Covered bonds, a hybrid between asset-backed securities/mortgage backed securities and normal secured corporate bonds, are an instrument of refinancing, primarily used by mortgage lenders. Unlike secured corporate bonds which provide recourse against the issuer, covered bonds provide a bankruptcy-protected recourse against the assets of the issuer (Collateral Pool) too. Unlike mortgage backed securities which merely provide recourse against the Collateral Pool, covered bonds provide an additional recourse against the issuer too.

Covered bonds have existed in Europe for over 200 years. Until recent years, covered bonds have essentially been a Continental European instrument, known by variety of names such as pfandbriefe in Germany, realkreditobligationer in Denmark, obligations fonciers in France, pantbrev in Spain, etc. However, the sub-prime crisis and the associated aversion for mortgage backed securities gave a new wave of popularity to covered bonds, spreading it to many new destinations such as USA, Australia, New Zealand, Canada, Korea, and Malaysia and so on.

The basic structure of covered bonds evolved over time has two variants – legislative covered bonds, and structured covered bonds. Legislative covered bonds are those that are backed by a specific legislation that provides the bankruptcy protection – this includes most Continental European countries. The other structure is structured covered bonds, where familiar securitization devices involving a true sale to a special purpose vehicle are used, to use the features of common law to provide the bankruptcy protection. UK has had several transactions using the structured covered bonds route.

Unlike securitization, funding by way of covered bonds stays on the balance sheet of the issuer.

Unlike securitization, where ratings are based on credit enhancements alone and often reach AAA levels, the ratings for covered bonds are based on notching-up the rating of the issuer – that is, several notches above the issuer’s own rating, based on the resilience of the structure, inherent asset liability mismatch risk and liquidity risk, and other features.

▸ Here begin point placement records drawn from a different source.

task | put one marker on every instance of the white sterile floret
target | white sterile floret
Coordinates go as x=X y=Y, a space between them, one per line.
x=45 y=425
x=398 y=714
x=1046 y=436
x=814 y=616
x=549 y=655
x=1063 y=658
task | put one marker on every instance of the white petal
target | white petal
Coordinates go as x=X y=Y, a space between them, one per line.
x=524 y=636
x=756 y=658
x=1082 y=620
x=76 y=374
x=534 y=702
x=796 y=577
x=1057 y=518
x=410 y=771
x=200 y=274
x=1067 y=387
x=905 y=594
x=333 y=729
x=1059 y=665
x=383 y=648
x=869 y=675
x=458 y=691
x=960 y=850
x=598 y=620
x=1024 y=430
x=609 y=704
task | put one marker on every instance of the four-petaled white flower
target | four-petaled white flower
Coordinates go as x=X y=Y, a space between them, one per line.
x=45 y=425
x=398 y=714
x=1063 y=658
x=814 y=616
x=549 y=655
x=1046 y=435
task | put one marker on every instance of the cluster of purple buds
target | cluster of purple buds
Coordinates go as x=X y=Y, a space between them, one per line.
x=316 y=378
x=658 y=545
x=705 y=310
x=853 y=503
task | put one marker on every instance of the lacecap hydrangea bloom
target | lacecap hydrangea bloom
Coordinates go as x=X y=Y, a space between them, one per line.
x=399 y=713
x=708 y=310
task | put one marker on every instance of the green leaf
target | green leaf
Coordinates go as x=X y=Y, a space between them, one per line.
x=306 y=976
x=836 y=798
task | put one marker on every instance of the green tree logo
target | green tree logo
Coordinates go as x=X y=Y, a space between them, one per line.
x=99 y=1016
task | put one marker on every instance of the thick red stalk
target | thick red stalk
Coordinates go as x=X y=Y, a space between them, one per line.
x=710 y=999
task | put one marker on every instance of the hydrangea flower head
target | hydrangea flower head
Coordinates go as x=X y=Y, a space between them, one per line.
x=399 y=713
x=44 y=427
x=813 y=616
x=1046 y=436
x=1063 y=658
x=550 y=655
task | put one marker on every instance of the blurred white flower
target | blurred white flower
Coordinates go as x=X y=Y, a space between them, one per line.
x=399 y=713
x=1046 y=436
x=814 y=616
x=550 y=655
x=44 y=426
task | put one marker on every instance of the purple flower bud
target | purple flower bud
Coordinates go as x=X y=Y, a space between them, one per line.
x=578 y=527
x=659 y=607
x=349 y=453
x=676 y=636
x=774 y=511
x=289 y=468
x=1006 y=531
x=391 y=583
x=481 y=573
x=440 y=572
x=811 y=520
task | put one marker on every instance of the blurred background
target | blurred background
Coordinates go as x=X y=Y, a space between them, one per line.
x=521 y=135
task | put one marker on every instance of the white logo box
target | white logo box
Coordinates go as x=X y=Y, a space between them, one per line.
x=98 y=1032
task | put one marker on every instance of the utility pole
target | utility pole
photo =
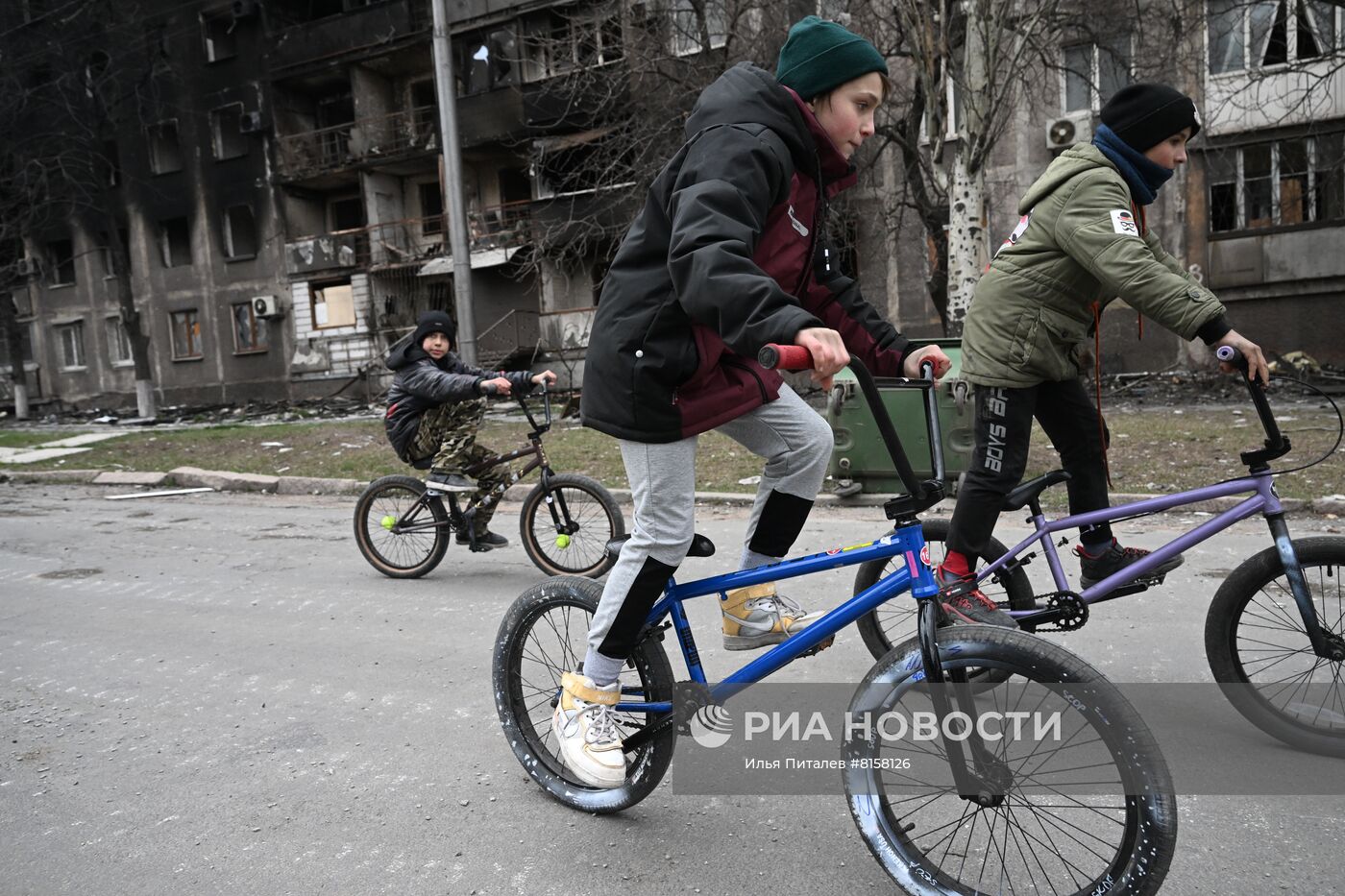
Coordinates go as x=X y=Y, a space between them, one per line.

Notably, covered bonds do not transfer prepayment risk to investors. Covered bonds repay cash to investors on pre-fixed dates, not entirely dependent on the cashflow structure of the Collateral Pool.

Popularity of covered bonds:

The spurt in popularity of covered bonds is evident from the fact that in 2010 and 2011, several significant economies of the world are creating/amending their laws to create legislative platform for covered bonds. This includes USA, New Zealand and Australia. UK FSA also recently moved a proposal to modify the framework for covered bonds.

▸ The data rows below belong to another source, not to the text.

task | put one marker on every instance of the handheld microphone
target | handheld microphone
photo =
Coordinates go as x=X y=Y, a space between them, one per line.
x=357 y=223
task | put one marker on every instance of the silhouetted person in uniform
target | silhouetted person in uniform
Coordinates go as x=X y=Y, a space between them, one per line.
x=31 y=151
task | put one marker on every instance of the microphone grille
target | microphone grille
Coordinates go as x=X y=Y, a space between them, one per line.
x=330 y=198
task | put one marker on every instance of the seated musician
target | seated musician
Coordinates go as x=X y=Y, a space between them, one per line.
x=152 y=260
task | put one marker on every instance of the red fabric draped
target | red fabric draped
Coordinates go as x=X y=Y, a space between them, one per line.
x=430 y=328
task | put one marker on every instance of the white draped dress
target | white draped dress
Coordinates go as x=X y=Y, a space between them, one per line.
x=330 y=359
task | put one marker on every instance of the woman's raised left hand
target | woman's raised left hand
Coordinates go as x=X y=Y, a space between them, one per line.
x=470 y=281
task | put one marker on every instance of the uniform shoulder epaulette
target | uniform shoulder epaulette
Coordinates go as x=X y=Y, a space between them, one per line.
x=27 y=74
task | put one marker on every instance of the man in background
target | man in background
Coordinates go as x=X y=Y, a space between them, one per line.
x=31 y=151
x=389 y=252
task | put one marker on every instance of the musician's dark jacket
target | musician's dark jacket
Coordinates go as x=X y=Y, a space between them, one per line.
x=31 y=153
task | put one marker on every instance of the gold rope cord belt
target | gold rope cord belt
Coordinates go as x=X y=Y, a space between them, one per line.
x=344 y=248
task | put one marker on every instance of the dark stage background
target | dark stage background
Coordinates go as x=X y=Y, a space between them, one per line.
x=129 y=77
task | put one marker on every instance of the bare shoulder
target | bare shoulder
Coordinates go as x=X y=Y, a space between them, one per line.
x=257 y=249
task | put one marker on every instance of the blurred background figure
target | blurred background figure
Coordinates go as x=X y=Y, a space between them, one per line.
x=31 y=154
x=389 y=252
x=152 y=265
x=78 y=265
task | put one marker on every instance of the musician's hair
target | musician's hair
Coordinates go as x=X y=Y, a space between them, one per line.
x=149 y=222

The outstanding covered bonds volume was estimated at about Euro 2.4 trillion by the European Covered Bonds Council. The issuance in 2010 was significantly higher than that in 2009 by nearly 40%.

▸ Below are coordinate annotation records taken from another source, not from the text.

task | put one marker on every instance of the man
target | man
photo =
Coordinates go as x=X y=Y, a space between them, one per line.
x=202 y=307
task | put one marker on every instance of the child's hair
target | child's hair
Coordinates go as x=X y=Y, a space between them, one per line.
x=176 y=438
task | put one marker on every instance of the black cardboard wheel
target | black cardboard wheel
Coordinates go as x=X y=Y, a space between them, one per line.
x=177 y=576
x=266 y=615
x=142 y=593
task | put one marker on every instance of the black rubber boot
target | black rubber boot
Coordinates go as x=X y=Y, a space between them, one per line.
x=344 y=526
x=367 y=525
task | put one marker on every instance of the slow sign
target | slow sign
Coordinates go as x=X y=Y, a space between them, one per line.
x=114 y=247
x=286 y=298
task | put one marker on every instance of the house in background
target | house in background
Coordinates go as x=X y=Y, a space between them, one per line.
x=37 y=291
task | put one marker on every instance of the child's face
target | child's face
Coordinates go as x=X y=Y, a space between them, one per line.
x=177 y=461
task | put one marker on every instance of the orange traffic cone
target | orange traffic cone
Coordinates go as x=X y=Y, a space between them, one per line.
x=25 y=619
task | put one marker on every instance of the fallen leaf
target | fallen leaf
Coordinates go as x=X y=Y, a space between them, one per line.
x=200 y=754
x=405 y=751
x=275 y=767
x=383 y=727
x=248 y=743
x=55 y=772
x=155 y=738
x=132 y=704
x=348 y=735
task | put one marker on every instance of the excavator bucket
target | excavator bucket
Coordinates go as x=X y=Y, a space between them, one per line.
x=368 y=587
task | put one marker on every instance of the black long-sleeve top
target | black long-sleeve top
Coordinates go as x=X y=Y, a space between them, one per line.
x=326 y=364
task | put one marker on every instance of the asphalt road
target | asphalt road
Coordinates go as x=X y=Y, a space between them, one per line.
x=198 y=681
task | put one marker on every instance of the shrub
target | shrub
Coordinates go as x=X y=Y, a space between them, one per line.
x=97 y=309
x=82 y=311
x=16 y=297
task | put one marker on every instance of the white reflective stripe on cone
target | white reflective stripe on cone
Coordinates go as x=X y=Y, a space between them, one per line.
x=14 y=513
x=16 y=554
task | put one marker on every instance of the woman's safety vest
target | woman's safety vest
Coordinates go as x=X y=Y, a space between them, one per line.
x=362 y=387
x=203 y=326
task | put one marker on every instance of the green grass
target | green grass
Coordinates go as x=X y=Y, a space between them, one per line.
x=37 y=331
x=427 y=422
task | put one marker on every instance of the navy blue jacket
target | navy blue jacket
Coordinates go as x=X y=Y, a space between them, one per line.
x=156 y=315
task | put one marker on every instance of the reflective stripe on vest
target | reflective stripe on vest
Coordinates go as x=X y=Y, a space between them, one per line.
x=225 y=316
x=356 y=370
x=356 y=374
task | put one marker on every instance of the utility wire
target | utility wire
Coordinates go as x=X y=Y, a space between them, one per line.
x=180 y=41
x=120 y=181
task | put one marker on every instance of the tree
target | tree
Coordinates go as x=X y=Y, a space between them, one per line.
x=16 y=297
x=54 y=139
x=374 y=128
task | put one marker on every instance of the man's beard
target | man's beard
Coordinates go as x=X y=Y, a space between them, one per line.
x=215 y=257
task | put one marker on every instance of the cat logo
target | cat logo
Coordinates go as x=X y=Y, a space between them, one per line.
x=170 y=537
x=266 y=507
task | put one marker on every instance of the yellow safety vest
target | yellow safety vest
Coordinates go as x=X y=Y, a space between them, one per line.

Some of the key benefits of covered bonds, compared to mortgage backed securities, are: 

  • It is an additional, alternative form of funding. It is important to create secondary mortgage markets that link mortgage creation with capital markets, so as to smoothen cost effective supply of capital to housing and infrastructure. Covered bonds, by providing dual recourse and structured finance features, provide higher ratings than the rating of the issuer, and thus ensure cheaper funding.
  • Covered bonds are more investor friendly, as they do not have the prepayment risk and indefinite repayment terms as in case of mortgage backed securities.
  • One of the primary reasons why mortgage backed securities came under critique after the subprime crisis is the lack of the so-called skin-in-the-game, that is, originator risk in the transaction. Covered bonds, being full recourse obligations, ensure originator risk.
  • The cashflow models for covered bonds are relatively easier to understand. Hence, covered bonds have lesser structural complexity.
  • Mortgage backed securities have lost their sheen due to new accounting norms which make off-balance sheet accounting practically difficult for most transactions. In this regime, covered bonds make eminent sense.